Wie ein Papagei im Käfig Kierkegaards
Das Lieblingsbuch hat allen anderen Büchern etwas voraus: Man muß nicht erst hineinkommen, denn man ist immer schon irgendwie drin. Beim Tagebuch kommt hinzu, daß man nicht einmal immer von vorne anfangen muß, sondern irgendwo losgehen kann, denn das Irgendwo im Tagebuch ist immer der Ort, wo gerade das Leben reflektiert wird. Das trifft nun in ungeheurem Maße auf die Tagebücher Kierkegaards zu. Denn ihr Verfasser ist nicht viel durch die Welt gereist, sondern die meiste Zeit seines kurzen Lebens in seinen großen Zimmern und auf den Bürgersteigen im kleinen Kopenhagen herumgelaufen und hat sich dabei und danach enorme Gedanken darüber gemacht, was es denn bedeutet, daß er existiert.

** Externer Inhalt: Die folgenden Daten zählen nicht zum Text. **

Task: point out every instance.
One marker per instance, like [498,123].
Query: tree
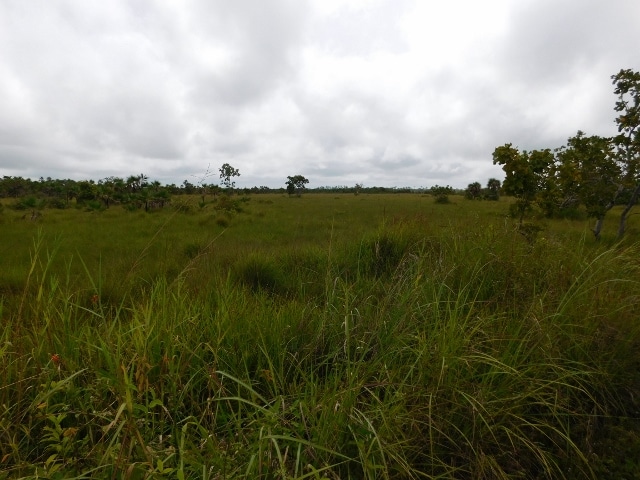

Der große argentinische Schriftsteller Julio Cortázar, der mit "Rayuela - Himmel und Hölle" auch ein Lieblingsbuch geschrieben hat, meint darin: Kierkegaard lesen heißt letztendlich, sich wie ein Papagei im Käfig Kierkegaards fühlen. Immer also kann jeder, der die wenigen Grunddaten von Kierkegaards Leben kennt, gerade und vor allem seine Tagebücher irgendwo aufschlagen - und ist darauf sofort im Existieren drin. Wenn auch scheinbar nichts Fürchterliches passiert, so ist doch bei Sören Kierkegaard das Existieren immer ein dramatisches Existieren, weil die Unheimlichkeit der Existenz - und die Existenz ist sehr unheimlich, wenn man sie ernst nimmt - der eilenden Reflexion - und Kierkegaard ist sehr schnell, wenn er nachdenkt - die Luft zu nehmen scheint. Und das gehört ja zu den Reizen der Liebsten dazu: daß man immer bei ihnen ein wenig atemlos wird.